Délits sexuels : en finir avec le «cover-up» à la française

Face aux affaires qui remontent à la surface depuis #MeToo, les élites françaises se distinguent par leur incapacité à réexaminer le passé, à énoncer les torts et tout simplement à blâmer les coupables et ceux qui les ont aidés.
(Illustration Libération)
par Eléonore Lépinard, professeure en études genre à l'université de Lausanne
publié le 28 janvier 2020 à 17h41

Tribune. Comme beaucoup de féministes je suis en colère.

Il paraît que c'est normal : j'ai des raisons de l'être. Et que c'est une bonne chose. Il faut que les féministes expriment leur colère, cette feminist rage revendiquée par Soraya Chemaly et par Rebecca Traister entre autres (1). C'est un privilège d'être en colère et encore plus de pouvoir l'exprimer. Cela veut dire que les manifestations les plus extrêmes et violentes du patriarcat, je ne les ai pas rencontrées, car sinon elles m'auraient anéantie. Cela veut dire que j'ai des ressources, économiques, éducatives, professionnelles, des soutiens, émotionnels, que d'autres non pas. Alors je veux profiter de ces privilèges pour faire gronder cette colère sur le papier, en espérant qu'elle en rencontre d'autres et devienne un torrent.

Bien sûr il y a beaucoup de raisons d’être en colère en 2020 : de la disparition des écosystèmes aux violences policières, du racisme institutionnel aux migrants laissés pour morts en Méditerranée, la liste est longue. Mais aujourd’hui, je suis en colère pour une raison bien particulière. Je suis en colère à chaque fois, ou presque, que je lis un article concernant les abus sexuels commis par Gabriel Matzneff.

Car c'est inouï. Non seulement la gravité des torts infligés, mais aussi la façon dont on nous les raconte, une façon qui est en soi une forme de violence. Voilà plus ou moins ce que de nombreux commentateurs nous disent : «Depuis plus de trente ans nous savions, car nous le lisions et nous lui donnions tout l'espace médiatique nécessaire pour s'exprimer, que Gabriel Matzneff (d) écrit des choses horribles [étym. Littré : "qui fait horreur, qui révolte"] immondes [étym. Littré : "qui a le caractère de l'impureté morale"], et qu'il affirme avoir commis des actes criminels et illégaux.» Aujourd'hui, depuis le 2 janvier 2020 très exactement, les mêmes continuent ainsi : «Nous découvrons, grâce au livre courageux de Vanessa Springora, le Consentement, qu'en réalité Gabriel Matzneff a (d)écrit des choses horribles, immondes et qu'il a commis des actes criminels et illégaux.»
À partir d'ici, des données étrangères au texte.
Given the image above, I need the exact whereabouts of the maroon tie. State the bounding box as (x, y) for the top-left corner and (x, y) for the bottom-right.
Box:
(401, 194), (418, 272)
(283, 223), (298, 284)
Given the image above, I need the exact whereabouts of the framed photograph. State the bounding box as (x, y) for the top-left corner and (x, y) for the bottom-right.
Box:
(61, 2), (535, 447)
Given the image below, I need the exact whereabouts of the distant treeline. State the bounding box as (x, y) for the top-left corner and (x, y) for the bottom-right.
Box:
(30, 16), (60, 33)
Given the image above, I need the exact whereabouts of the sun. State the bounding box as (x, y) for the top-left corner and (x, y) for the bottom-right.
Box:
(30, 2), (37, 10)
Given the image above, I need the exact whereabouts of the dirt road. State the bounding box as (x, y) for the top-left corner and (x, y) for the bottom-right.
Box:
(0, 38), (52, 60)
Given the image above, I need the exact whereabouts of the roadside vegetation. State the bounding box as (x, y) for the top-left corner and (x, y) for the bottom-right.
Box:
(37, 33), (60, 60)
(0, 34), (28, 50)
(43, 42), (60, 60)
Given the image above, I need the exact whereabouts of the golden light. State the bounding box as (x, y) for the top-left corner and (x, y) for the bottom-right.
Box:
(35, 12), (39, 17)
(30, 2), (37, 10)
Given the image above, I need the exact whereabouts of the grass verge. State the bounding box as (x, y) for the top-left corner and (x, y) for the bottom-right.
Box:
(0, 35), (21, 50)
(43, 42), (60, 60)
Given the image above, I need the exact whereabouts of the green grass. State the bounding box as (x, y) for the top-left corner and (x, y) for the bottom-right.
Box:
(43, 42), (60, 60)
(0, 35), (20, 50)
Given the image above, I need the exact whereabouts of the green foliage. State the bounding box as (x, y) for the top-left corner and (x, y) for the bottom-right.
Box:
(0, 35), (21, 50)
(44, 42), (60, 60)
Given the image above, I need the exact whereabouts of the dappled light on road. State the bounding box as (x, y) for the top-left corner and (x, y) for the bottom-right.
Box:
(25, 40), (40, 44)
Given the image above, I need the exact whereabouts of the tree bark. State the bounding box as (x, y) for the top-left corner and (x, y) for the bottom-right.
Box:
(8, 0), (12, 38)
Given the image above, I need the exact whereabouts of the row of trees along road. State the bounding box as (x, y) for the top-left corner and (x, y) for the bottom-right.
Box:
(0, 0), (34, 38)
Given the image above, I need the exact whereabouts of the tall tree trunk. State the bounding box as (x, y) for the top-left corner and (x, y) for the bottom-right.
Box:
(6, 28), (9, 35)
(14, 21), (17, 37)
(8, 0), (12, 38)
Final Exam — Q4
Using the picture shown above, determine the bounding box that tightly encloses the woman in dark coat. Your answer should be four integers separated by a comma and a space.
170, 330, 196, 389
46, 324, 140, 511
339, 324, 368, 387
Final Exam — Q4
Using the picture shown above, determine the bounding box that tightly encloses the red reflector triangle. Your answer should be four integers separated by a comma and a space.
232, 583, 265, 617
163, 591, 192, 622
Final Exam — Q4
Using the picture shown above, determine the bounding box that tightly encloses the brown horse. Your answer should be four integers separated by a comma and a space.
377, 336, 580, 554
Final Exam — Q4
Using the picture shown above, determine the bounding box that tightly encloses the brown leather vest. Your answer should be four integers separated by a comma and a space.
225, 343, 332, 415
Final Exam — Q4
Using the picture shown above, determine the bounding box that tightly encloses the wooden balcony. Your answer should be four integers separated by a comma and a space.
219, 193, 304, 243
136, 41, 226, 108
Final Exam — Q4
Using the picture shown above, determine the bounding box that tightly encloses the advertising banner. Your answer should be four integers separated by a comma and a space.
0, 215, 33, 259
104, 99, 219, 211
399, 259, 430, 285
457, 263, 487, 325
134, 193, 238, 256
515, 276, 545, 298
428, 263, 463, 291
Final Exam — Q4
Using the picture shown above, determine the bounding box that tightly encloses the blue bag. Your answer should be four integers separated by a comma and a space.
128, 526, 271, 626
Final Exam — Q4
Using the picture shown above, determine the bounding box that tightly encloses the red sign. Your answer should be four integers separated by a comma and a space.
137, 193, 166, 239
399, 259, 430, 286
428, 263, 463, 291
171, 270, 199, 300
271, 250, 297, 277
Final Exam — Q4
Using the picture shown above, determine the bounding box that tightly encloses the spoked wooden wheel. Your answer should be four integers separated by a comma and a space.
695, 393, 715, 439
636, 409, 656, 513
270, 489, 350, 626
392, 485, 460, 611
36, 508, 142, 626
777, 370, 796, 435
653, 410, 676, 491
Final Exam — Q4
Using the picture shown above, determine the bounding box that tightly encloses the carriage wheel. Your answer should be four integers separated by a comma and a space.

Je suis confuse. Alors savions-nous, ou ne savions-nous pas ? Qui savait depuis trente ans, et qui le découvre aujourd’hui ? Réponse : ce sont les mêmes.

Un autre moment me vient à l'esprit, pas si lointain, le 30 janvier 2018. Il s'agit d'un ministre à propos duquel une enquête préliminaire pour «viol» a été ouverte trois jours auparavant. Il est accusé d'avoir utilisé sa fonction politique d'élu local pour obtenir des relations sexuelles (qu'il reconnaît) avec une femme. Trois jours à peine. Une enquête est en cours pour établir les faits. Ce ministre est présent dans l'hémicycle, ce centre du pouvoir. Et un grand nombre de député·e·s de la majorité, vos député·e·s, mon député probablement, ces personnes qui représentent la nation française, l'applaudissent. Beaucoup se lèvent. Standing-ovation. Il s'agit de montrer son soutien, et cela sans aucune certitude sur la réalité des faits. Faire du bruit pour réduire au silence une voix bien isolée. En passant, la secrétaire d'Etat chargée de l'Egalité entre les femmes et les hommes lui a aussi apporté son soutien plein et entier.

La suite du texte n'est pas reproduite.